To take some pieces pretty much at random, the authors express hate for that supposed arbiter of correctness, Strunk & White, a “horrid little book”, which they castigate — among other awful sins — for prohibiting sentence-initial however. They bewail the abandonment of grammar teaching in American schools (a view often echoed in the UK), in particular being alarmed at errors of grammar in the official answers to recent SAT practice questions. They patiently explain that Inuit languages really don’t have 80, or 150, or however many words for types of snow, and why. There’s a wonderful deconstruction of the first few paragraphs of that dreadfully written book, The Da Vinci Code. They discuss why wedding vowels often appears when wedding vows is meant. In the section Learn your grammar, Becky, with the subtitle “some disastrously unhelpful guidance on usage”, an article on misplaced modifiers includes this example quoted in the Penguin Dictionary of American English Usage: “Although widely used by the men, Bashilange women were rarely allowed to smoke cannabis”.
This is a book to dip into, not to be read straight through. Nobody will find every item interesting — a discussion of how to pronounce the name of the Iraqi city Samarra, which introduces subtleties of Arabic pronunciation, may be passed over without loss, though you might like to know it means “happy is he who sees it”; the article on analysis of discourse structures will glaze the eyes of anybody not in the field.
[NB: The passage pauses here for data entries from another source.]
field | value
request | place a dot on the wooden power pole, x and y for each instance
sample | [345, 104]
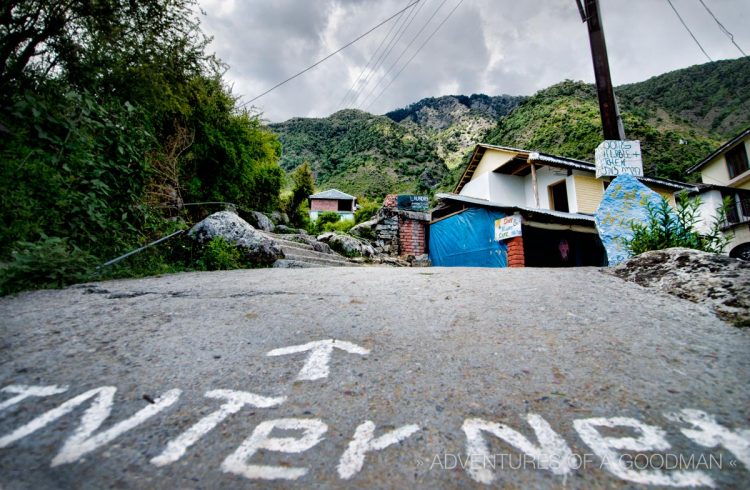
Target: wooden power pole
[611, 122]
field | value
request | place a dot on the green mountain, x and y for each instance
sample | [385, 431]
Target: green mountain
[360, 153]
[455, 122]
[680, 117]
[564, 120]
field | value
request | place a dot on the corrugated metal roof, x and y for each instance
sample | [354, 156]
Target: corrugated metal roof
[722, 149]
[332, 194]
[492, 204]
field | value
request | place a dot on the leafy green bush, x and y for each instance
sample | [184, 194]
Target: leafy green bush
[367, 209]
[667, 227]
[49, 263]
[342, 226]
[219, 254]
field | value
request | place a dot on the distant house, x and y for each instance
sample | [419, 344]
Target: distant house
[725, 173]
[553, 198]
[332, 200]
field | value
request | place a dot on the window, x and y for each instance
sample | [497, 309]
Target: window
[558, 194]
[737, 160]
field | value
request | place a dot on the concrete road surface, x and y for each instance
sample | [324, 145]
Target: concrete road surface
[370, 377]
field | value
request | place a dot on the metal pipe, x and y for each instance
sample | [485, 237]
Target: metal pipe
[141, 249]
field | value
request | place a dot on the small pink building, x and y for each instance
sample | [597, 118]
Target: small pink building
[332, 200]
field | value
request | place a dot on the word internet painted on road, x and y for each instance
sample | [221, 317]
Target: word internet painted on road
[548, 450]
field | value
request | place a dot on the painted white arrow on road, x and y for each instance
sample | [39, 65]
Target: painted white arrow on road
[316, 366]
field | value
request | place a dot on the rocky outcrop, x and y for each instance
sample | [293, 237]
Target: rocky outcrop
[719, 282]
[259, 221]
[256, 247]
[346, 245]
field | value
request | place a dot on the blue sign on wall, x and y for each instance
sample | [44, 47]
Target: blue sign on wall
[625, 201]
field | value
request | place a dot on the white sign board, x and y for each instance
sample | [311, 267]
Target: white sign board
[508, 227]
[615, 157]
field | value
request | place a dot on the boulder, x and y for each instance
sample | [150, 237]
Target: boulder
[279, 218]
[309, 240]
[346, 245]
[257, 247]
[717, 281]
[283, 229]
[259, 221]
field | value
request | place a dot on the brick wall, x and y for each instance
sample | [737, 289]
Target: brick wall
[324, 205]
[391, 201]
[515, 252]
[411, 237]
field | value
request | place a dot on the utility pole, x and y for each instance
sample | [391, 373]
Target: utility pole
[611, 122]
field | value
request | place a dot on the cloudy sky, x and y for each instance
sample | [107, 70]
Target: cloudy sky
[485, 46]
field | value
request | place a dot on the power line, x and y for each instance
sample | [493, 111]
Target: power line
[327, 57]
[723, 29]
[688, 29]
[359, 77]
[389, 49]
[390, 68]
[416, 52]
If you’re flummoxed by such grammatical terms as hierarchical ontology, predicate, nominalisation, count noun, or prepositional phrase, you perhaps ought to give the book a miss. If you’re not sure, the miracle of the Web means you can test-read articles by popping over to the Language Log site.
The book is an example of what looks like a trend: the conversion of blogs into books, or blooks. Every article in the book is still available on the Language Log. So why pay money for what you can read for free? That’s a good question that only the publisher’s sales figures may ultimately answer, but it does suggest that the old-fashioned ink-on-dead-trees, no-batteries-required, go-anywhere book still has some life in it.
[Mark Liberman and Geoffrey K Pullum, Far From the Madding Gerund and Other Dispatches from the Language Log; published by William, James & Co, Oregon, on 1 May 2006; ISBN 1590280555; paperback, pp360; publisher’s price US$22.00.]